Three sequences within this scene had the user walking around a field and taking in the view, witnessing planes flying overhead and dogs barking before things turned for the worst: alien invaders. Not long into the short demonstration UFOs come into the scene and begin abducting the white silhouette people, with the climax (or rather, somewhat of an anti-climax) being your own abduction. The software was less thrilling an experience than the impressive technology itself. Again, the sensation of being wowed more by hardware than the software takes us back to a time when the shape that consumer VR would initially take was still a mystery.
The tracking was very well realised. Spatial awareness was incredibly accurate, as was head movement in terms of depth. Turning did present some irregularities however: the image displayed did seem to lag at times, seemingly uncertain as to whether your body was moving or just your viewpoint.

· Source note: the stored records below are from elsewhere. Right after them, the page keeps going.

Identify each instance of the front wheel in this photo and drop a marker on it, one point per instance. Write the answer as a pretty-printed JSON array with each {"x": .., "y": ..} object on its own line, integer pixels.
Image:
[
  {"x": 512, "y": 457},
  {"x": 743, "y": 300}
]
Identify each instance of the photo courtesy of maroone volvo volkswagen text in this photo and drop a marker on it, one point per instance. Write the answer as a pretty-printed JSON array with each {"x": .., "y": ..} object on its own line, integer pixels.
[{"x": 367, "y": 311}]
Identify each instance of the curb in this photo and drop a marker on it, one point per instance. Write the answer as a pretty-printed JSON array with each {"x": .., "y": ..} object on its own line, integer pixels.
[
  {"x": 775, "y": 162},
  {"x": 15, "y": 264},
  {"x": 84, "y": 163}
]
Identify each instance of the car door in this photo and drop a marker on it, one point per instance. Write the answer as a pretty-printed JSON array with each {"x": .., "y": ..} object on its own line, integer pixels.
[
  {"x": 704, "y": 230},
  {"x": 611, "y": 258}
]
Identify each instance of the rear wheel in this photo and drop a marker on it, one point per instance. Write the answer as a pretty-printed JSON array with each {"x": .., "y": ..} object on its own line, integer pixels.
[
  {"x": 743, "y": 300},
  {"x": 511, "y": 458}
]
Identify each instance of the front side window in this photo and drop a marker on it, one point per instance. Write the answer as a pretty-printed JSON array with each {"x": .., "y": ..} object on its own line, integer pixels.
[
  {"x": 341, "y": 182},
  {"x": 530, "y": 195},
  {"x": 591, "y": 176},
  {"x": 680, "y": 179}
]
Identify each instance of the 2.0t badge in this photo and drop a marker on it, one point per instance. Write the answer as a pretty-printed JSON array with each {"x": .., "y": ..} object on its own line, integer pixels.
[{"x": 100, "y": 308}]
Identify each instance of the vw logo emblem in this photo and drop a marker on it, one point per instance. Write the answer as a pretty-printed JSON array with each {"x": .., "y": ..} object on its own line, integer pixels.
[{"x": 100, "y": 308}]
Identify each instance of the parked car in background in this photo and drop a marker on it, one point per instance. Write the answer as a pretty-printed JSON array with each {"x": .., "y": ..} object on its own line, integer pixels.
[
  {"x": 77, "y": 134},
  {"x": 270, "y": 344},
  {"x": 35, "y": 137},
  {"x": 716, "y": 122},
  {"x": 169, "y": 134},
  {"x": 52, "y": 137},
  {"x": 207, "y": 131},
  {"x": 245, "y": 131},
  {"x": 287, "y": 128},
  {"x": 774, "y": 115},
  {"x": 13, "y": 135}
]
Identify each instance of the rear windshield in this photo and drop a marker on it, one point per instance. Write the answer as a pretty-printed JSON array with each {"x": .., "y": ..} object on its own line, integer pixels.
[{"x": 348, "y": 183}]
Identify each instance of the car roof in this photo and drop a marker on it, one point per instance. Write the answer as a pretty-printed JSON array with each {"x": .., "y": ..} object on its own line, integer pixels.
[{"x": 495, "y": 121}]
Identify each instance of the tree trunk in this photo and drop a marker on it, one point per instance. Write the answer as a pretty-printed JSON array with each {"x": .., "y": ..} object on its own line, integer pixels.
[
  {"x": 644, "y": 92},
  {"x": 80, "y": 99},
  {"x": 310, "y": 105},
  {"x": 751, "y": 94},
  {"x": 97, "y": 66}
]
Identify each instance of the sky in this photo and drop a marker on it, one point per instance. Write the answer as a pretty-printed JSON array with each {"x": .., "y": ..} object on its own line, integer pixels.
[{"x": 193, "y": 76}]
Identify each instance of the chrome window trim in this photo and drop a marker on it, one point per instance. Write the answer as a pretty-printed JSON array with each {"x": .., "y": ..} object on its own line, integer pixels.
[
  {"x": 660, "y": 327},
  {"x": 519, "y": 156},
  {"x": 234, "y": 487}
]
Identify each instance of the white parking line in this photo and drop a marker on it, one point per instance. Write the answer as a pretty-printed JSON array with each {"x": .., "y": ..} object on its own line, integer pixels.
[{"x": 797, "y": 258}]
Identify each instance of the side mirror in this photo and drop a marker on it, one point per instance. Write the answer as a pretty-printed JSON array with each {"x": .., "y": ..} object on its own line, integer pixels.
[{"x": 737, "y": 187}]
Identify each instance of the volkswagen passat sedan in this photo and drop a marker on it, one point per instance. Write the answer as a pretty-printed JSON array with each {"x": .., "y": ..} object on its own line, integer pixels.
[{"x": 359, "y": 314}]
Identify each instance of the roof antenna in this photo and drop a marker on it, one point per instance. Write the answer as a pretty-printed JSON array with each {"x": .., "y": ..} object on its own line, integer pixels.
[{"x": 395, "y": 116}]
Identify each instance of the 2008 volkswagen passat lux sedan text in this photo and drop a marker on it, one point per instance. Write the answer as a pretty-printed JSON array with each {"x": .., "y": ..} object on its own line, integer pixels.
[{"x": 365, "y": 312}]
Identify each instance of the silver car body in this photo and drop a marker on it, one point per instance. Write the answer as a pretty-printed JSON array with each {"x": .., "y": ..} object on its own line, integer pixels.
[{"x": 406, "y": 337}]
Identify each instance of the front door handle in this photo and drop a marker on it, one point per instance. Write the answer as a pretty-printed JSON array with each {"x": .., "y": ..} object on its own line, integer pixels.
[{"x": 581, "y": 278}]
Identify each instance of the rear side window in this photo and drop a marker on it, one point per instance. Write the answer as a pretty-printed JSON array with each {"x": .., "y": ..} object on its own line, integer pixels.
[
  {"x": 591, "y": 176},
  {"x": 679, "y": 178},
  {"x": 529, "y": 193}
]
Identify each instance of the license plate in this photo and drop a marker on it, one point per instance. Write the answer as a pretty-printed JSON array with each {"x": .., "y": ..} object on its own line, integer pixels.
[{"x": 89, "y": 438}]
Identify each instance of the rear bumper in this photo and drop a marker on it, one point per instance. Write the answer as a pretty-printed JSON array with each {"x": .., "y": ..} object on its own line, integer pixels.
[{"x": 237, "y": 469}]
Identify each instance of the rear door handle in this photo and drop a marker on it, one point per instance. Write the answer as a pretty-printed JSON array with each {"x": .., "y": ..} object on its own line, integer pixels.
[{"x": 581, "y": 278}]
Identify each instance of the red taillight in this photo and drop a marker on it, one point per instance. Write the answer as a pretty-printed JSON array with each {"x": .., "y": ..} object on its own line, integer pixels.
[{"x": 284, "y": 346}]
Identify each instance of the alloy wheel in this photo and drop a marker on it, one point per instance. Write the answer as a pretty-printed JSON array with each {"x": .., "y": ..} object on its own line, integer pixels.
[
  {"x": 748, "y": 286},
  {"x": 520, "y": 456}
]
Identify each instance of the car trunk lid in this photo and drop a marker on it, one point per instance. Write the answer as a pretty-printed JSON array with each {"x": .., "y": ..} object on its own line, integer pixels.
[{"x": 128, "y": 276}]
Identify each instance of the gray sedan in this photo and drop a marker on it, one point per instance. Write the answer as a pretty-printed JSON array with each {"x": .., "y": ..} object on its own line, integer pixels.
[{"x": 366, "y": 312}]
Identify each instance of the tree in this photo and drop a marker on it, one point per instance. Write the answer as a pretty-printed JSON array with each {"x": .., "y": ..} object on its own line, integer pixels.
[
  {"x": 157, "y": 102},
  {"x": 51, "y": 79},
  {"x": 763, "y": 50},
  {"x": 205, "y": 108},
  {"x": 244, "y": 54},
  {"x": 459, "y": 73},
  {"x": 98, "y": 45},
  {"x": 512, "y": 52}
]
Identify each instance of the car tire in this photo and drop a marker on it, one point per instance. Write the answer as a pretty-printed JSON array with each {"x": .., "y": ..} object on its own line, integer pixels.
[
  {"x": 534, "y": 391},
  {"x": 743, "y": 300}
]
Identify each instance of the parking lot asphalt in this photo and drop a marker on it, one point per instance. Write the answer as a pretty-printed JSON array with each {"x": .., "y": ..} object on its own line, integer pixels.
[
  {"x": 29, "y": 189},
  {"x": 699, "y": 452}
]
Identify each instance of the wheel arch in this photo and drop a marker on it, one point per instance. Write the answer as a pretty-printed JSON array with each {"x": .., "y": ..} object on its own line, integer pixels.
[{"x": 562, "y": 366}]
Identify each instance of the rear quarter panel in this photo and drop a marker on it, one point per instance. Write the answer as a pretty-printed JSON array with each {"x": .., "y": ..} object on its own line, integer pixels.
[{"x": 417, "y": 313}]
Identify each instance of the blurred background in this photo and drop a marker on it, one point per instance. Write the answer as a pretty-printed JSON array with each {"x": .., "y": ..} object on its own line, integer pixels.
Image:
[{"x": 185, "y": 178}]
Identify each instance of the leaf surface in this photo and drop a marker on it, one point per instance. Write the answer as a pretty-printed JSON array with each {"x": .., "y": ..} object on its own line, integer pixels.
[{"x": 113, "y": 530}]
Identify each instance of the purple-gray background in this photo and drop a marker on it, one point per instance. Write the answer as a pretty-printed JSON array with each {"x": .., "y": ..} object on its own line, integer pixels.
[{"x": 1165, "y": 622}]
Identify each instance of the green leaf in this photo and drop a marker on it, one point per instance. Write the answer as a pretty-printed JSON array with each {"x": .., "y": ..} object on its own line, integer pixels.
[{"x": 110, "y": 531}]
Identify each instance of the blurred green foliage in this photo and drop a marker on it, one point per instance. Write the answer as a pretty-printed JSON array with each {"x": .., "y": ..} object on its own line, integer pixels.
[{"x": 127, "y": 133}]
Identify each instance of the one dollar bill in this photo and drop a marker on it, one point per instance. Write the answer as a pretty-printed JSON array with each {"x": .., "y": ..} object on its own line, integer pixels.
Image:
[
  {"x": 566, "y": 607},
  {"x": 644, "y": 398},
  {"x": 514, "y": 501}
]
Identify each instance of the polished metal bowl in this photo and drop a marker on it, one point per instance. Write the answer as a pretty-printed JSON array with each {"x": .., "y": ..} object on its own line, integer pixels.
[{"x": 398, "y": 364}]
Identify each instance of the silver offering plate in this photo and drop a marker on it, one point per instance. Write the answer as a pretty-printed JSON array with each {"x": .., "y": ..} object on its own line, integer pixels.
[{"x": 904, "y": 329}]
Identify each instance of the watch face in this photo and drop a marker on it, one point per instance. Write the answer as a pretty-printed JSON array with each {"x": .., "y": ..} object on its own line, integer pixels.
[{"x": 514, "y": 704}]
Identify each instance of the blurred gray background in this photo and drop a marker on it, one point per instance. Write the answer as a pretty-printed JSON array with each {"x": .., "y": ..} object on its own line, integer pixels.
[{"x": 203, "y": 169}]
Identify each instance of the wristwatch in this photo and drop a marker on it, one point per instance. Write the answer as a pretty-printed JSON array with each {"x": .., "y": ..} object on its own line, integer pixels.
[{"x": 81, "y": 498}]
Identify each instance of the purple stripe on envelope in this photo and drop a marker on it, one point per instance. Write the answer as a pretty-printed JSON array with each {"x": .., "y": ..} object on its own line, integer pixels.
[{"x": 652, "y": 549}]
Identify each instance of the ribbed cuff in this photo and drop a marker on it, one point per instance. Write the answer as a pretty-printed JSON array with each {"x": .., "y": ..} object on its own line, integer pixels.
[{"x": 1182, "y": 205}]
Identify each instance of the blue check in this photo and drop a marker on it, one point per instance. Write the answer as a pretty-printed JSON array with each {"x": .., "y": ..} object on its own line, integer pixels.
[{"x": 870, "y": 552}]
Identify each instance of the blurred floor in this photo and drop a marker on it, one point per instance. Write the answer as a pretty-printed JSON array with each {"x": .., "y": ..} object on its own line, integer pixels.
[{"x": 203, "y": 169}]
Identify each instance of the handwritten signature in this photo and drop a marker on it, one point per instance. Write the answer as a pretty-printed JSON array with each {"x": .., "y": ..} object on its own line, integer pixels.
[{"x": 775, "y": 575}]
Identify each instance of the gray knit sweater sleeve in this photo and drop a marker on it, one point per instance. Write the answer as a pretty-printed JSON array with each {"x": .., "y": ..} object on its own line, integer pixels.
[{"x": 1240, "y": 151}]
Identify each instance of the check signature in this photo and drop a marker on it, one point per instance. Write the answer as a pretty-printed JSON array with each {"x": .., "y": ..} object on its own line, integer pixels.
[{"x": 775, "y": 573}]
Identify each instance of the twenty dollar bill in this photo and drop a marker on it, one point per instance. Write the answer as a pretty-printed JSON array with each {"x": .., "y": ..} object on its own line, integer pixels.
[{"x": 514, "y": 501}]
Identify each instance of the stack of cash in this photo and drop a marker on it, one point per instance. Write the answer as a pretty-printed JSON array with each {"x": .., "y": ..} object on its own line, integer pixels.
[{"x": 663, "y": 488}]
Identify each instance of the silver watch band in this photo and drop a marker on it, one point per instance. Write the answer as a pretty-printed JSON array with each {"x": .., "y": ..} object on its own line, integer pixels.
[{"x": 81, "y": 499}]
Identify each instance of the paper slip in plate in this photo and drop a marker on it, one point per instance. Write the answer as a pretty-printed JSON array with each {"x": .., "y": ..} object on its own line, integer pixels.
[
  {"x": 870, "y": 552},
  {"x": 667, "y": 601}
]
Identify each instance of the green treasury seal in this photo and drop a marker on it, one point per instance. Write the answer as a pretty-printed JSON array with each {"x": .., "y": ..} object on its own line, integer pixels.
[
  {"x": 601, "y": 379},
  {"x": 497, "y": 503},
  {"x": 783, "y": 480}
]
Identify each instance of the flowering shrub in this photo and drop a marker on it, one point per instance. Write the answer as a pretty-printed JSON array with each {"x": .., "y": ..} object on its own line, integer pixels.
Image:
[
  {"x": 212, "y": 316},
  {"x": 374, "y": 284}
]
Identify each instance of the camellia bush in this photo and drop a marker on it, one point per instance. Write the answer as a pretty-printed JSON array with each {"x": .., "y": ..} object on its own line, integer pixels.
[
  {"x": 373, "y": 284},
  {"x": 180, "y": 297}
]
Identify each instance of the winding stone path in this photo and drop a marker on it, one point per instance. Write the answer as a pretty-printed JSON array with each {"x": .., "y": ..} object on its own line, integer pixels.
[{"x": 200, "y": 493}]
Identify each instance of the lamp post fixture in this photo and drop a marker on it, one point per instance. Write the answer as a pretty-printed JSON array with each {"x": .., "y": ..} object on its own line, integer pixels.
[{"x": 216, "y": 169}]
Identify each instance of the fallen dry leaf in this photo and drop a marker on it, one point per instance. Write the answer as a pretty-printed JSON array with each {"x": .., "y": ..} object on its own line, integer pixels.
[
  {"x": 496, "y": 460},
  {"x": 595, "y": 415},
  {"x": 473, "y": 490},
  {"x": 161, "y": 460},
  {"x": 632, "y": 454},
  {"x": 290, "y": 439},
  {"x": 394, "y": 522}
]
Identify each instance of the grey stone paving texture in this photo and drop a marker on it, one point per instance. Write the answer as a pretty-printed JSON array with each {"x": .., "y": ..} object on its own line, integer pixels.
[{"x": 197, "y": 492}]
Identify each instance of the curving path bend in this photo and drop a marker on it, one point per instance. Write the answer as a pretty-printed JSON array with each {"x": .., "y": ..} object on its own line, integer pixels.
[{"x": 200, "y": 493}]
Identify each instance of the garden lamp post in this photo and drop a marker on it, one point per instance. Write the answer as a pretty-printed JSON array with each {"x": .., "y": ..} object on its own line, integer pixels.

As for that hardware, the Santa Cruz demonstration unit was essentially an Oculus Rift, broken apart and cobbled back together with new components. The external housing hosted four cameras on the front panel which determined your position relative to the preset volume – no information is currently available on how to set that volume – and the rear has a large bulk containing all of the on-board computational hardware. HDMI and USB cables are visible for transferring data from this rear processing to the internal monitor and vice versa, resulting in a much more delicate feeling design than that of any previous Oculus VR hardware; however, the inference that this is very early hardware was reinforced throughout.
Santa Cruz is a long way from consumer release. That’s evident from the HMD on show, if not from Oculus VR’s own track record. However, the device is very impressive even in its current state, and from here on out it’s only going to get better. When will we see inside-out tracking on a mobile HMD from Oculus VR? It’d be impossible to guess right now, but you can rest assured that when it does come it will be of a very high standard.